The amount of data in the world is staggering. And as more and more organizations adopt digitally orientated business strategies the total keeps climbing. Modern organizations need to be equipped to manage Any2 – any data, anywhere.
Analysts predict that the total amount of data in the world will reach 44 zettabytes by 2020 – one zettabyte = 44 trillion gigabytes. That’s an incredible feat in and of itself. But considering the fact that the total had only reached 4.4 zettabytes in 2013, the rate at which data is collected and stored becomes even more astonishing.
However, it is equally incredible that less than 0.5% of that data is currently analyzed and/or utilized effectively by the business.
Perhaps the most obvious answer is opportunity. You likely wouldn’t be reading this blog if you weren’t at least passively aware of the potential insight that can be derived from a series of ones and zeros.
Start-ups such as Uber, Netflix and Airbnb are perhaps some of the best examples of data’s potential being realized. It’s even more apparent when you consider these three organizations refer to themselves as technology companies, as opposed to the fields their services fall under.
But with data’s potential, potentially open for any business to invest in, action, and benefit from, competition is more fierce than ever, which brings us to what else this new wave of data means for business. That being effective data management.

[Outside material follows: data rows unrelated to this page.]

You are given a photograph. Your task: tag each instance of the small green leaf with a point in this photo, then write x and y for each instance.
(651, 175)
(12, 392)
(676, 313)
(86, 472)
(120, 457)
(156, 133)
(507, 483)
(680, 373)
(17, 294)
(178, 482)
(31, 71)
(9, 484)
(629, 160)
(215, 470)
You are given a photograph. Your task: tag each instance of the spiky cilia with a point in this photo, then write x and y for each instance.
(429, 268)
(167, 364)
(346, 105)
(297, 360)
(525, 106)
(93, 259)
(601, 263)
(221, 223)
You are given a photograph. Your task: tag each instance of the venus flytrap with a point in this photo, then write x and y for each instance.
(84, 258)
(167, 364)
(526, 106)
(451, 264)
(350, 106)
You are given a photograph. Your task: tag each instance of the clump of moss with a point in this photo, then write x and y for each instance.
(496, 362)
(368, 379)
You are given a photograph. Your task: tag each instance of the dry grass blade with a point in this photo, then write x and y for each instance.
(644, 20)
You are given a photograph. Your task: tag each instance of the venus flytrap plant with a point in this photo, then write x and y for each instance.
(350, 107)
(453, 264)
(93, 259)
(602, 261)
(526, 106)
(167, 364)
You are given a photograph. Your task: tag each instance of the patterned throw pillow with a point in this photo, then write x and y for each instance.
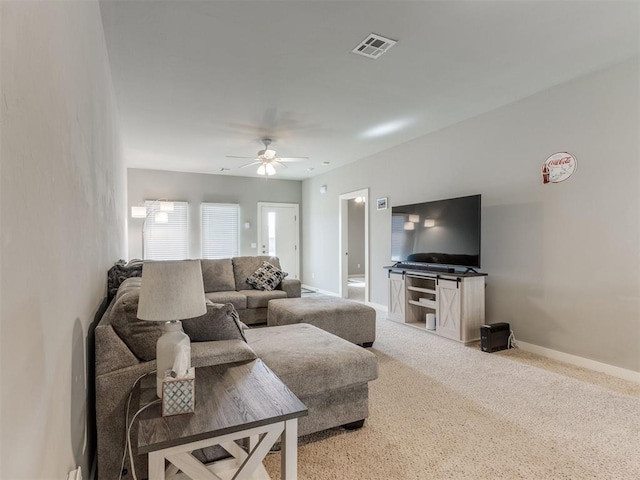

All of this new data is being created, or even stored, under one manageable umbrella. It’s disparate, it’s noisy, and in its raw form it’s often useless. So to uncover data’s aforementioned potential, businesses must take the necessary steps to “clean it up”.
That’s what the Any2 concept is all about. Allowing businesses to manage, govern and analyse any data, anywhere.
The first part of the Any2 equation, pertains to Any Data.
Managing data requires facing the challenges that come with the ‘three Vs of data’: volume, variety and velocity, with volume referring the amount of data, variety to its different sources, and velocity the speed in which it must be processed.
We can stretch these three Vs to five when we include veracity (confidence in the accuracy of the data), and value.
Generally, any data concerns the variety ‘V’, referring to the numbered and disparate potential sources data can be derived from. But as we need to be able to incorporate all of the varying forms of data to accurately analyze it, we can also say any data concerns the volume, and velocity too – especially where Big Data is considered.
Big Data initiatives increase the volume of data businesses have to manage exponentially, and to achieve desired time to market, it must be processed quickly (albeit thoroughly), too.
Additionally, data can be represented as either structured or unstructured.
Traditionally, most data fell under the structured label. Data including business data, relational data, and operational data, for example. And although the different types of data were still disparate, being inherently structured within their own vertical still made them far easier to manage, define, and analyze.
Unstructured data, however, is the polar opposite. It’s inherently messy and it’s hard to define, making both reporting and analysis potentially problematic. This is an issue many businesses face when transitioning to a more data-centric approach to operations.
Big data sources such as click stream data, IoT data, machine data and social media data all fall under this banner. All of these sources need to be rationalized and correlated so they can be analyzed more effectively, and in the same vain as the aforementioned structured data.
The anywhere half of the equation is arguably also predominantly focused on the variety ‘V’ – but from a different angle. Anywhere is more concerned with the differing and disparate ways and places in which data can be securely stored, rather than the variety in the data itself.
Although an understanding of where your data is has always been a necessity, it’s now become more relevant than ever. Prior to the adoption of cloud storage and services, data would have to have been managed locally, within the “firewall”.
Businesses would still have to know where the data was saved, and how it could be accessed.
However, the advantages of storing data outside of the business have become more apparent and more widely accepted. This has seen many businesses take the leap and invest in varying capacities, into-cloud based storage and software-as-a-service (SaaS).
Take SAP, for example. SAP provides one solution and one collated database, in favour of a business paying installation and upkeep fees for multiple softwares and databases.
And we still need to consider the uptick in the amount of businesses that buy customer data.
All of this data still has to be integrated, documented and understood in order for it to be useful, as poor management of data can lead to poor results – or, garbage in, garbage out for short.
Therefore, the key focus of the anywhere part of the equation is granting businesses the ability to manage external data at the same level as internal.
Data modeling is needed to establish what you have whether internal or external, and to identify what that data is.
Business Processes is required to understand how the data should be used and how it best drives the business.
Enterprise Architecture is useful as it allows a business to determine how best to leverage the data to drive value. It’s also needed to ensure the business has a solid enough architecture to allow for this value to come to fruition, and in analyzing/predicting the impact of change, so that value isn’t adversely affected.
The best way to effectively manage Any Data, Anywhere, so that we can ensure investing in data management and analysis adds value, is to consider the ‘3Vs’ in relation to the data timeline. You should also consider the various initiatives (Data Modeling, Enterprise Architecture and Business Process) that can be actioned at each stage to ensure the data is properly processed and understood.